Los días
seguían transcurriendo pesadamente, la rutina llegó a ser insoportable, el sol
se alejaba. Y yo, sin saberlo, me “castigaba” sin parar.
Mis padres
como veían que cada vez andaba peor me llevaron a un curandero. Siempre me
había negado pero aquella vez fui. Necesitaba creer en algo, en alguien. Se
comentaban tantas curaciones producidas por
aquella persona, que... ¿Por qué no a
mí?
La noche
antes de visitarle me permití volver a soñar, y aquella vez mi sueño fue casi
tangible.
¡Me iba a curar!
Estaba segura. Ansiaba estar segura.
Dios me iba a ayudar de alguna forma, de una
vez por todas iba a ser una más. Los zapatos de tacón de aguja dejarían de ser
mi fantasía preferida, hasta incluso, el equipo de baloncesto del instituto me
ficharía... Podría bajar las escaleras de dos en dos, podría correr sintiendo
el viento jugar con mi pelo, y la falta de equilibrio que había empezado a
notar mientras bailaba, desaparecería... Y Andrés no tendría más remedio que
volver. Me necesitaba. Querría pasar el resto de sus días junto a la mujer más
bonita y que ya era una más...
La silla de ruedas... esa pérfida revelación
del destino, ésa, que aún negándola y rechazándola con todas mis fuerzas se
había instalado en el fondo de mi subconsciente, al final de un largo y oscuro
pasillo, mostrándome con la misma crueldad (si cabe mayor) que hacía varios
años el final de mi camino… ésa, hizo amago de desaparecer.
Me extrañó
al llegar a la casa del famoso curandero, que ésta fuera de lo más normal, una
vivienda modesta de un pequeño pueblo.
Entramos
en una casa de un sólo piso, bastante austera pero escrupulosamente limpia. La
sala de espera era un espacioso y silente hall, en él, había varias sillas de
enea con adornos abstractos en su respaldo azul. Una sola ocupada. Pasamos allí
media hora, oliendo a limpio, a salud, a esperanza, pero sobre todo, metiéndome
de lleno en los aromas que a través de la ventana entreabierta se colaban.

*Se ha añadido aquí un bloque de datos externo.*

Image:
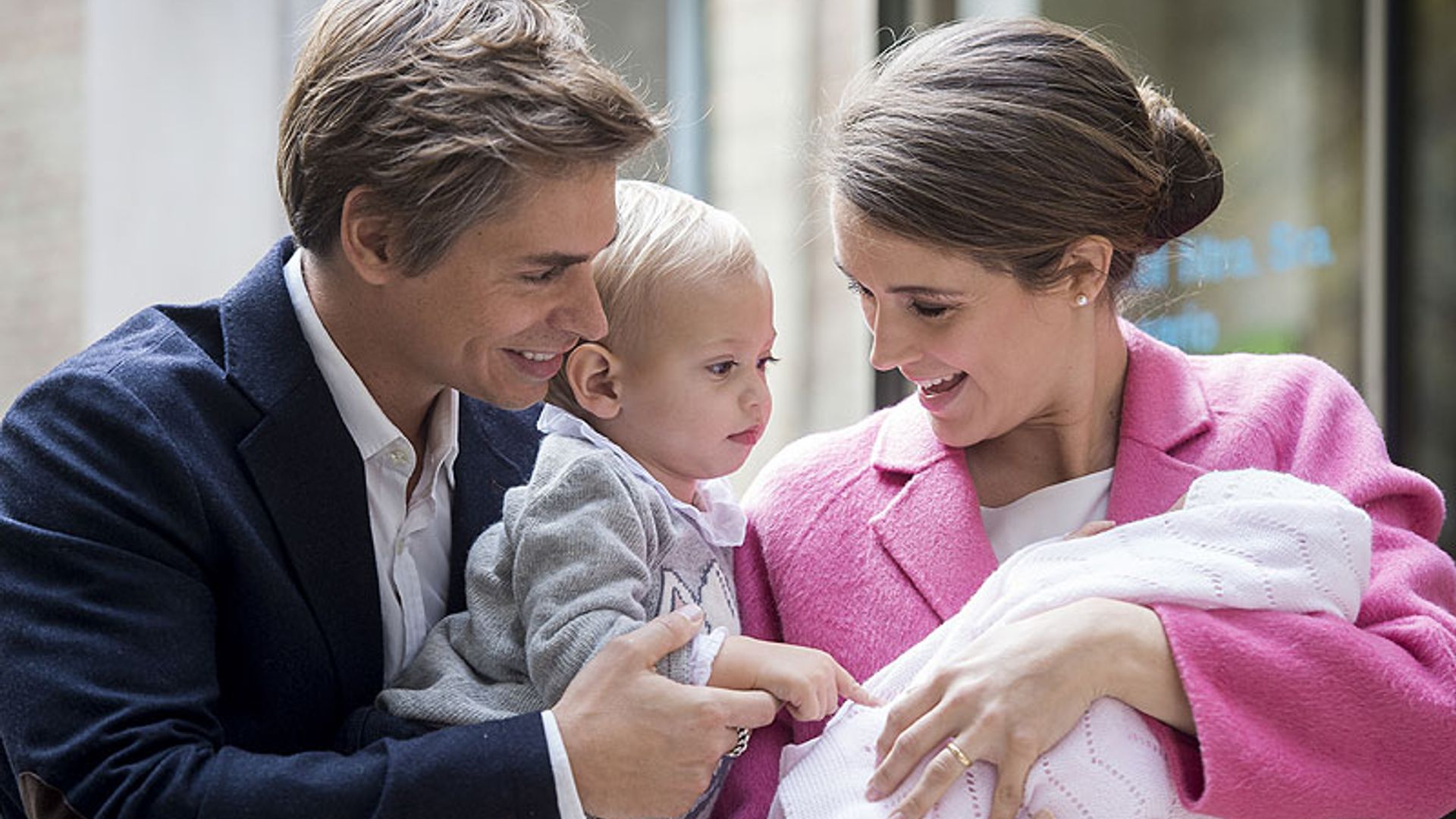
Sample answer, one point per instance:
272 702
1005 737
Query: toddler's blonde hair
667 242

Aromas que me transportaban a mi niñez, a la seguridad que me proporcionaba la
vieja casona de mi abuela, sentada con ella al amor de la lumbre, escuchando su
antiguo transistor.
-El
siguiente.
Una señora
bajita, regordeta, y de aspecto saludable, como aseguraban los enormes colores
que visitaban sus mejillas, me devolvió al presente y nos indicó que pasáramos
a una sala contigua.
El
curandero, un hombre de carnes enjutas, nevadas sienes y mirada seca, sobre
quien yo había puesto todas mis esperanzas, nos esperaba. Sonrío. Me miro como
si intentará hurgar dentro de mí, no sé por qué cerré mi chaqueta cruzando
fuertemente los brazos sobre el pecho. Me indicó que me colocara en el centro
de la sala. Pasó sus manos por mi espalda, por mis piernas. Yo observaba con
los labios apretados todo lo que me rodeaba. Me sentía incómoda. Su prepotencia
al mirar, su parecer que lo sabía todo no me gustaba. Hablaba con mis padres
diciendo que estaba seguro de que me iba a curar, que aquello era un simple
descontrol en el crecimiento, que no sabía como no habíamos ido antes...
Me daría
unas friegas con alcohol y vinagre por la mañana, al mediodía y por la noche.
Tomaría calcio para fortalecer mis huesos...
Con la
vista clavada en un gran crucifijo que había en la pared, mis esperanzas
flaqueaban... ¿Qué hago aquí...? Pero aún así conseguí sonreír al mirarle,
conseguí calmar esa inquietante voz que mutilaba los sueños... “¡NO! ¡NO! ¡NO!
¡La enfermedad no tiene nada que ver con los huesos!” La cambié por otra que me
decía dulcemente... “Cálmate May, confía y no pienses... No tienes nada que perder... Tal vez tenga
razón y tú estés equivocada”.
Y así,
fueron varios los días en los que me agarré como clavo ardiendo a esas friegas.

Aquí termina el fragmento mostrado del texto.